В принципе, писали много и постоянно. Трудно сказать, какова доля, в общем не очень велика, сравнительно со всеми остальными документами, которые мы учитывали, документами антисоветского содержания, письмами, листовками. С другой стороны, я думаю, что дошли до суда далеко не все случаи надписей на бюллетенях. Были надписи, вот мы видели сводки КГБ, которые докладывали в ЦК КПСС о результатах выборов, они часто составляли сводки высказываний на бюллетенях, очень много приводили высказываний, поддерживающих власть. Очень много приводили высказываний, которые демонстрировали некий доверительный диалог населения с властью, скажем, что все хорошо, но вот давали бы побольше новых квартир.

Владимир Козлов:

"Хороший ты мужик, Никита, только денежек бы нам прибавил" - вот я запомнил такую надпись из одной из сводок кэгэбешных или партийных, партийные комитеты тоже составляли такие.

Ольга Эйдельман:

Но было какое-то количество надписей, по которым заводили уголовные дела. Тут очень трудно сказать, каков был процент писавших, которых обнаруживали. Те дела, которые мы имеем, это понятно - его уже нашли, осудили, ему это смогли инкриминировать. Сколько осталось невыявленными и какой процент выявлялся, по нашим материалам сказать трудно.

Владимир Тольц:

А соответствующими материалами КГБ вы не располагаете сейчас?

Ольга Эйдельман:

Нет.

Владимир Тольц:

Ну, скажите, хорошо, если судить о тех, кого нашли, кто все-таки писал?

Ольга Эйдельман:

Это были то, что называется простые советские люди. В основном среднего такого невысокого образовательного уровня, ну что понятно. Очень много в наших документов указаний на то, что это страшное деяние было произведено в нетрезвом состоянии.

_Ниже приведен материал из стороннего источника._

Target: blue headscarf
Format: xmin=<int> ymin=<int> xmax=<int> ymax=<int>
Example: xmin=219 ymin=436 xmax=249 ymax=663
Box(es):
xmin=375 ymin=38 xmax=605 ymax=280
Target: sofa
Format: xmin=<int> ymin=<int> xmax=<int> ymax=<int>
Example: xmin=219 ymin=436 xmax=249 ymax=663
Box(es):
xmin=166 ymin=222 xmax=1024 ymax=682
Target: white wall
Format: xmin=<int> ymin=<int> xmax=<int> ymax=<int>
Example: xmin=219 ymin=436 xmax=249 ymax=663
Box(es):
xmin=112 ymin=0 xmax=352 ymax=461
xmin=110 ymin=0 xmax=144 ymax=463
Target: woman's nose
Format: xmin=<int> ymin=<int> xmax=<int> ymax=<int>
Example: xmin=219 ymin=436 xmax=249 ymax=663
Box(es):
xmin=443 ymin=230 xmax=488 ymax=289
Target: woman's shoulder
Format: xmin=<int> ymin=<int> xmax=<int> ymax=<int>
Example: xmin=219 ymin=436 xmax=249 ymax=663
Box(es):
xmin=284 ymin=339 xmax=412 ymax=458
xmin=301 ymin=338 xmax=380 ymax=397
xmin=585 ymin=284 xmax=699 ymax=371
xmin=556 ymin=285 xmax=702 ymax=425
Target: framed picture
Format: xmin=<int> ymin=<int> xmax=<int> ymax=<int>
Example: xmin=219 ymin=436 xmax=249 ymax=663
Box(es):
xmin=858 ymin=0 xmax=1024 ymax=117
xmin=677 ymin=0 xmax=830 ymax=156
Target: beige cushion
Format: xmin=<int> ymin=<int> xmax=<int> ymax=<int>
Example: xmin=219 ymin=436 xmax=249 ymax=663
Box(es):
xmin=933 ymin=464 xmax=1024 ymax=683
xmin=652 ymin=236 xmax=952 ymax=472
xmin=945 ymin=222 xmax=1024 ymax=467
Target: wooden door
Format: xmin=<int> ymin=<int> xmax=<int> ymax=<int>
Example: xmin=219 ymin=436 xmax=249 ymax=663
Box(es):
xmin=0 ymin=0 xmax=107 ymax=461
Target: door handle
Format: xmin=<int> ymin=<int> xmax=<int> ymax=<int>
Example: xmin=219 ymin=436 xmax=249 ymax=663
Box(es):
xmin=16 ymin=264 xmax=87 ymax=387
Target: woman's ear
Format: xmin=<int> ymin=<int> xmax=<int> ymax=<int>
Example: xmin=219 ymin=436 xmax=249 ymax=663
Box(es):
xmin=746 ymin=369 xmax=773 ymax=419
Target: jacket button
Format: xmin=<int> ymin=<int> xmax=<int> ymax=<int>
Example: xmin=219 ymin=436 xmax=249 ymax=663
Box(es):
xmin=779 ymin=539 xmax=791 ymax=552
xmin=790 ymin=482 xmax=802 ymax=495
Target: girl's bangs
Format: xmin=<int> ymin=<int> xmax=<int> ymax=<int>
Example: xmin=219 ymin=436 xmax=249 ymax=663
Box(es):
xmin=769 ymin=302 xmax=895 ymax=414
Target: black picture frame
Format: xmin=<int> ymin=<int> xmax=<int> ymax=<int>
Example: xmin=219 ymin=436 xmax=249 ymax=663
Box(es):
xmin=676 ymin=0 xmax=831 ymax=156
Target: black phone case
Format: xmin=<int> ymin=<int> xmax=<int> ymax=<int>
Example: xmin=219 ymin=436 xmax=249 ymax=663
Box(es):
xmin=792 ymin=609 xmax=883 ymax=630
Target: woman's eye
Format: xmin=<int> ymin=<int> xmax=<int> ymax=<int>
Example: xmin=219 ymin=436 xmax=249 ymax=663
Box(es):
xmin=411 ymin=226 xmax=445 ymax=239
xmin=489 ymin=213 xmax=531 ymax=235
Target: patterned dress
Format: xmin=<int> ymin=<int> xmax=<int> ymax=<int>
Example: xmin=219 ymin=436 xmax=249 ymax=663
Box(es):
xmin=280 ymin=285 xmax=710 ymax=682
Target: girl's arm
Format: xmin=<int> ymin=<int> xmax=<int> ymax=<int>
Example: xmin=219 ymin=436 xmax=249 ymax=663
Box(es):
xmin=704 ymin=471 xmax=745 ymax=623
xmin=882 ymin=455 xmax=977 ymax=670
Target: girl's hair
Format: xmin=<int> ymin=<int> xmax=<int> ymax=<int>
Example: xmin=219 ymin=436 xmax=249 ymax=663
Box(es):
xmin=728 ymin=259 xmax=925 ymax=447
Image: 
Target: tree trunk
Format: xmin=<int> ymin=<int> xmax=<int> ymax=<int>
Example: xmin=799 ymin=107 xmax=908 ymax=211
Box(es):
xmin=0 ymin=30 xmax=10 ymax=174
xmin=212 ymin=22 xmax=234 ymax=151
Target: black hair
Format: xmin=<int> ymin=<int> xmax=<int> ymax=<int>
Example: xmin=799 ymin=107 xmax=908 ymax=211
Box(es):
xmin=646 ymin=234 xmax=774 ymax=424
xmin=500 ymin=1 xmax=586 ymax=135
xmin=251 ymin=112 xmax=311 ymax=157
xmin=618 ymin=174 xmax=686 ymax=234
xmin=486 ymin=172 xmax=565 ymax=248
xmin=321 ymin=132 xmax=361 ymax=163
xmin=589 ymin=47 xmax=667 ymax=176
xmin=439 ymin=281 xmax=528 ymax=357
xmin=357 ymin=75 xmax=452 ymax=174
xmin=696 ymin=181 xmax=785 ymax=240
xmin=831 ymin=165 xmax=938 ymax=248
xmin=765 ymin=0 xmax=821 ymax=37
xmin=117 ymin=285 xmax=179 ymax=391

Но опять же понятно: мы помним обстановку советских выборов - это был праздник, играла музыка, и все праздновали. И пока доходили до бюллетеней, уже были готовы там много чего написать, по-видимому. В среднем, те случаи, которые мы видим, это рабочие, колхозники, мало высшего образования, действительно обычные люди. Иногда в делах сохранились их собственные объяснения того, что они сделали. Многие немедленно ссылались на то, что были пьяны и, соответственно, вроде как не очень отвечают за этот поступок. Было, скажем, очень драматичное признание одного такого человека, который рассказал, что он впал в отчаяние, потому что незадолго до этого ему объявили, что ему таки не дадут квартиру, которую он много лет ждал. Он описал свои ужасные жилищные условия, как он живет в маленькой комнате вместе с родителями жены и ее большой семьей. Для него это было актом отчаяния. Он действительно напился и пошел писать на бюллетени антисоветские надписи, потому что ему казалось, что дальше ему все равно, пусть его хотят бы повесят, он решил, что его жизнь зашла в тупик и виновато в это, естественно, правительство.

Владимир Тольц:

Листовка, брошенная в урну для голосования на избирательном участке станции Мосса Ленинградской железной дороги:

"Сволочи! Мучители народа! Кровопийцы! Все равно вы погибнете рано или поздно. Сколько веревочка не вьется, конец ей будет - запомните это!"

Автор листовки - станционный весовщик Игнатьев 19-ти лет, на случившихся вскоре выборах судей написал еще одну:

"Жизнь русскому народу не будет пока евреев мы всех не истребим, как это делали немцы. Сталин - это грузинский еврей, и пока он руководит, мы будем не жить, а мучиться. Что же, как будто у нас русских вождей нет. Долой власть советов! Долой мучителя народов, проклятого Сталина!"

Автор был отыскан органами и осужден в феврале 53-го на 10 лет.

Я продолжаю беседу с составителями выходящего вскоре в США под названием "Крамола" сборника документов Ольгой Эйдельман и Владимиров Козловым.

Я вот прочел крамольные записи на избирательных бюллетенях, которые вы подготовили к печати. Скажите, как можно классифицировать авторов их по идеологической окраске, ведь среди них и коммунисты, и антикоммунисты, верующие и атеисты, представители разных национальностей. Кого больше?

Ольга Эйдельман:

В принципе, можно попытаться это сделать, но не надо забывать, что большинство надписей они краткие и их довольно трудно классифицировать. Они просто содержать негативное высказывание.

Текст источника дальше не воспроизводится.